Ocean wind power, moreover, has had trouble competing with other cheap sources of electricity, including large-scale solar, hydroelectric and natural gas.
Principle
Power, a multinational company based in Emeryville, Calif., that
planned to float five turbines near Oregon in a demonstration project
with the help of as much as $47 million from the Department of Energy,
could not secure a power purchase agreement because the projected cost
of its electricity was considered too expensive.
It
is now pursuing projects elsewhere in the United States and in France,
Portugal, Japan and other European and Asian markets, said Joao Metelo,
the company’s chief executive.
But
advances in the designs are beginning to reduce costs, and there is
potential for them to come below those of conventional offshore wind,
energy executives say. Fixed-foundation turbines require highly
specialized equipment, vessels and installation procedures. In addition,
each must be customized to its location, said Irene Rummelhoff,
executive vice president for new energy solutions at Statoil.
“With
the floating concept, you can use the same turbine everywhere, so you
can see the potential for mass production,” Ms. Rummelhoff said.
Various
types of floating wind platforms are in the works, but two are closest
to commercial availability.
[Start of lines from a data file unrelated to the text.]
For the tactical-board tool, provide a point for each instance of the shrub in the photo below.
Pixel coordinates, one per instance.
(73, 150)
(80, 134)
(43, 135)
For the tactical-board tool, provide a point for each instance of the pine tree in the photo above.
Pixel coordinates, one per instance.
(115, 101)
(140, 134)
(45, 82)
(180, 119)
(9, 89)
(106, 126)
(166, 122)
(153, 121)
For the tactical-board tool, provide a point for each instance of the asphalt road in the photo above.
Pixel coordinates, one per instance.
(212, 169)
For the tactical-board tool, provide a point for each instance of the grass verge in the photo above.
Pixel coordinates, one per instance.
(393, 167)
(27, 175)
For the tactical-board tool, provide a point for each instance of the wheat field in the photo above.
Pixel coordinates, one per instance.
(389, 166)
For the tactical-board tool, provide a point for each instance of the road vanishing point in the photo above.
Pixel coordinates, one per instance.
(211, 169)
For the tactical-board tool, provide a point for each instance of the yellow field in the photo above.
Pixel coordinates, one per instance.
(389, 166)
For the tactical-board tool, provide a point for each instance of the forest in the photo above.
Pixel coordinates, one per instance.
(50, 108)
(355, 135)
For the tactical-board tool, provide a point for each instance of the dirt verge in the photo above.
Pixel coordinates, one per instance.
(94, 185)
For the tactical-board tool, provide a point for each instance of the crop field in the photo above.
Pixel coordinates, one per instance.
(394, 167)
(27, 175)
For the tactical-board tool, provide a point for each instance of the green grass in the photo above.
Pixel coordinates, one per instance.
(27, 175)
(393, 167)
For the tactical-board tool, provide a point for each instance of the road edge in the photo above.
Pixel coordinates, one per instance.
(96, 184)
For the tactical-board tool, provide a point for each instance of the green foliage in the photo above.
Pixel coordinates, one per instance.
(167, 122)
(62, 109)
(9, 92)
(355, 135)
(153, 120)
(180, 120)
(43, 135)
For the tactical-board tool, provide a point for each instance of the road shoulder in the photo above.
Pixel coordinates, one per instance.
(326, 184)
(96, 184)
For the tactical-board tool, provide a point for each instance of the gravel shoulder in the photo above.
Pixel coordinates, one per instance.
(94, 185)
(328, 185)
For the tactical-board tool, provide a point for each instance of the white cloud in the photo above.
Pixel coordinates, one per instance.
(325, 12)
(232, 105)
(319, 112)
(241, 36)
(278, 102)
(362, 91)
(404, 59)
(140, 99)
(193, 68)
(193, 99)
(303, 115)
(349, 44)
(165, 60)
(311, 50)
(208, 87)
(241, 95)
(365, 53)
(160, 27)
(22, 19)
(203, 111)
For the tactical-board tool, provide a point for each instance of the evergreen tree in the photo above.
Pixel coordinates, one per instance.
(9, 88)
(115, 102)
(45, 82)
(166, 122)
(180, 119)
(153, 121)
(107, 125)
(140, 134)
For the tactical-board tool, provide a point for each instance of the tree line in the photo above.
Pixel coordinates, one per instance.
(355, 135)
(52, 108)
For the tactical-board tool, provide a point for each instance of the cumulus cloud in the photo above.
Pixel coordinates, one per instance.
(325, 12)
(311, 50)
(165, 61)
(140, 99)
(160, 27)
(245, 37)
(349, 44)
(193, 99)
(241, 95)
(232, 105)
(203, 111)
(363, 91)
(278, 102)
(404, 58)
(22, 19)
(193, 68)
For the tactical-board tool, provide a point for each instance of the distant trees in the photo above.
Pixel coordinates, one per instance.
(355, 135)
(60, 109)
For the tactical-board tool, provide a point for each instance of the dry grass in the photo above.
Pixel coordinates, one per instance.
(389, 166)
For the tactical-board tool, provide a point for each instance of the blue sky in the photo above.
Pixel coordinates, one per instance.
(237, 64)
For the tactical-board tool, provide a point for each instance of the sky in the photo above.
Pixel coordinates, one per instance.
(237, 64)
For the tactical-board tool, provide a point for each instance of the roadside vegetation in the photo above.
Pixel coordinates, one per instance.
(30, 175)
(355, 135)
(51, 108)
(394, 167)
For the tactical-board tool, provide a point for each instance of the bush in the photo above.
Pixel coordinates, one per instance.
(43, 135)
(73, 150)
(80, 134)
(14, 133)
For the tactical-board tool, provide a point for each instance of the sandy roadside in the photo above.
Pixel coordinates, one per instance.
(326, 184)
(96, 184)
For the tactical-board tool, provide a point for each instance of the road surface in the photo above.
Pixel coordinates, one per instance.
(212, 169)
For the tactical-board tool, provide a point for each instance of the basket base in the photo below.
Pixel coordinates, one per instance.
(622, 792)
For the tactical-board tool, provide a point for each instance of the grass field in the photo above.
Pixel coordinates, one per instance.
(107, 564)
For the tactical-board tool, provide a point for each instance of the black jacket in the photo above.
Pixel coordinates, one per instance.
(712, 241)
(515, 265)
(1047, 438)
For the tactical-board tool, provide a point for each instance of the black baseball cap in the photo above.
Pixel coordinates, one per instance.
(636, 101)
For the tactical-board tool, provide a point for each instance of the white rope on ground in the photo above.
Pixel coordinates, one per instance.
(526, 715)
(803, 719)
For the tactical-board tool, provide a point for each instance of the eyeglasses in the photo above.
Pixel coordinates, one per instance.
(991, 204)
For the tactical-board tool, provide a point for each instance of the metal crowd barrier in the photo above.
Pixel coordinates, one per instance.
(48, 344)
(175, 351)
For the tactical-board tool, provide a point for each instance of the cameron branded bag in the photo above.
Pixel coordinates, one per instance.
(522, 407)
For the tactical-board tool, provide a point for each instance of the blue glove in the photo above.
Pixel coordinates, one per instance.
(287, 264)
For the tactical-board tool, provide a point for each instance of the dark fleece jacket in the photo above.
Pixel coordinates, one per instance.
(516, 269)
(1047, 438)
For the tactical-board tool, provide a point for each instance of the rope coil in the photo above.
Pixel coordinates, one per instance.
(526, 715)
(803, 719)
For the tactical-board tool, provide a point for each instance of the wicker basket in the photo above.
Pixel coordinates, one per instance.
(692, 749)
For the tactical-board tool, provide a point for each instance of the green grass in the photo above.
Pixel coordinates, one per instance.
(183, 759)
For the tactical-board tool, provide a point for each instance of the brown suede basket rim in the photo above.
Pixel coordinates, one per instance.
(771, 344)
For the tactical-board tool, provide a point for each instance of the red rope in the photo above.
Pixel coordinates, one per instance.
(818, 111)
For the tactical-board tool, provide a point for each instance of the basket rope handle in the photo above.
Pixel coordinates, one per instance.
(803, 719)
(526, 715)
Statoil’s design, known as Hywind, attaches
the turbine to a special buoy that uses a steel cylinder filled with
water and rocks as ballast — a floating structure that extends more than
300 feet beneath the water’s surface.
Principle
Power’s foundation, known as the WindFloat, sets the turbine atop one
of three columns that are partly underwater and connected with a
triangular frame.
The
University of Maine’s prototype, part of a demonstration project called
Aqua Ventus that is partly financed by the Department of Energy, is
similar to the WindFloat. But Aqua Ventus fixes the turbine on a central
concrete pier attached by spokes to three others, a design Dr. Dagher
said would make it cheaper to produce. It floats because the concrete
contains air.
“The
beauty of this is, every 20 years — which is typically when the turbine
reaches the end of its life — you can tow this back to shore, put a new
turbine on and take it back,” he said.
The
university researchers, who are working in partnership with private
companies, have received about $22.7 million in grants from the Energy
Department, which in May deemed the demonstration project eligible for
as much as $39.9 million more for completion. Dr. Dagher said that if
all went well, his team could have two full-scale turbines pumping
electricity into the Maine grid in 2019 and larger commercial farms
starting construction in the Gulf of Maine by the mid 2020s.
Although
the project has attracted support throughout the state, it has stirred
controversy on Monhegan. The island has a year-round population of about
70 that swells into the thousands over the summer, and its stark beauty
has long made it an artists’ haven.
The
turbines, though about 10 miles from the mainland, will sit less than
three miles from Monhegan, interrupting pristine views and lobster
fishing operations, opponents say.
Supporters
point to the potential for cheaper electricity and better internet
service through an underwater cable connection from the wind farm to the
island. And the local electric company, which labored for years to
build its own reliable, independent system, is continuing to work to
bring renewable energy to the island.
Still,
some residents remain wary of connecting to the Aqua Ventus farm
because it is a test project with a potentially short life and many
uncertainties. Some have even talked of suing to stop the project.
But
with the federal grant, the project is moving ahead. And that, said
Marian Chioffi, the bookkeeper of Monhegan’s electric company, has
residents trying to reach consensus on how the island’s energy future
should look and what economic gain the project should bring them. The
project is required to demonstrate economic benefits for the state.
“Monhegan
isn’t sure what benefit they wanted,’’ Ms. Chioffi said. “But if the
project is going to go here, they want some sort of benefit out of it.”